India's high-profile MF Husain's Untitled Woman and Horses sold for a record $441,600 as buyers blazed a bidding trail at Christie's second sale of International Modern & Contemporary Art.
The 2002 work sold to an international private collector at the auction Thursday at almost double the estimate of $200,000-250,000, a record for the auction.
Christie's sale, which fetched a total of $9.4 million, was ideally timed given the increase in global demand for works by Indian artists.
Among the 190 lots that were offered, 175 were sold registering a record break of 92 percent.
Following Husain was Ram Kumar, whose large landscape, an Untitled oil on canvas belonging to 1968, went for a handsome $329,600 from an estimate of $300,000-500,000,to a private Indian collector, a first for the artist.
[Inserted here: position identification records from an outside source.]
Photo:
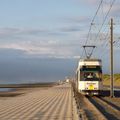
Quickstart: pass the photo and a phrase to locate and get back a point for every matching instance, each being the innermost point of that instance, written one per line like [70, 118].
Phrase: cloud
[21, 31]
[71, 29]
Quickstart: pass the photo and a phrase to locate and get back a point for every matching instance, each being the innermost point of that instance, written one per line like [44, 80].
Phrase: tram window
[94, 75]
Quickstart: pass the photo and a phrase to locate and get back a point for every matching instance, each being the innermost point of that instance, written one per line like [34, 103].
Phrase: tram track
[86, 109]
[108, 110]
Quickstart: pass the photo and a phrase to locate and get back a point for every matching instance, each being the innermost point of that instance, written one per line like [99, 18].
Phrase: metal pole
[111, 60]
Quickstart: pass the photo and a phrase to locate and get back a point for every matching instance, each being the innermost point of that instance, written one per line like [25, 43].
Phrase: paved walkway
[41, 104]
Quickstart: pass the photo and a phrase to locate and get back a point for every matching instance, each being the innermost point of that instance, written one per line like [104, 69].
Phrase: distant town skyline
[32, 30]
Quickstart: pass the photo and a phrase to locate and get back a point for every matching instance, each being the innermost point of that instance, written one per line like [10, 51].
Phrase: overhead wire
[92, 24]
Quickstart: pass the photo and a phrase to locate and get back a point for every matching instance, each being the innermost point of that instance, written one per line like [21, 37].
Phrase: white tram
[89, 76]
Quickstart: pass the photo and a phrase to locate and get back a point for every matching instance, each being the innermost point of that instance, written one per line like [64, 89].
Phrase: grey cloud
[77, 19]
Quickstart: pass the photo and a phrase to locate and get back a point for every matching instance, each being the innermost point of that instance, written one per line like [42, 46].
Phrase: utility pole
[111, 60]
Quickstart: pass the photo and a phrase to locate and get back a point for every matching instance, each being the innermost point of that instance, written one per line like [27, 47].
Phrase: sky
[32, 29]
Then there was abstract master Syed Haider Raza, whose Rajput House of 1965-66 went for $307,200 from an estimate of $120,000-180,000, again to an Indian private collector.
A world record was also set for J. Swaminthan's Untitled work at $240,000 from an estimate of $200,000-250,000 to an Indian tradesman.
Syed Haider Raza's moody "Lumière d'Eté" of 1958 sold for $204,000.
Christies were delighted also with the presence of Husain, who was in the room.
Strong interest was expected for works by prominent Gulf artists as well as pieces sourced from Morocco, Algeria, Tunisia, Libya, Egypt, Sudan, Lebanon, Syria, Iraq, Saudi Arabia, Bahrain and the United Arab Emirates.
Given the record-breaking prices fetched for Indian art at Christie's inaugural sale in May 2006, works such as "Horses" by Husain, who has become a part-time Dubai resident, were closely watched and heralded for their magnificence
Accompanied by a select group of western works, Thursday's auction was set to build on the success of the inaugural sale and, with Christie's at the helm, further confirm the Middle East as a major player in the international art market.
In less than a generation, this formerly flyblown desert way station has transformed into a glittering, free-spending juggernaut, home to ever-more-gigantic shopping malls (the soon-to-open five million sq ft Dubai Mall is billed as the largest on the planet).
In 2006, visitors to Dubai totalled seven million, while the resident population is just 1.2 million.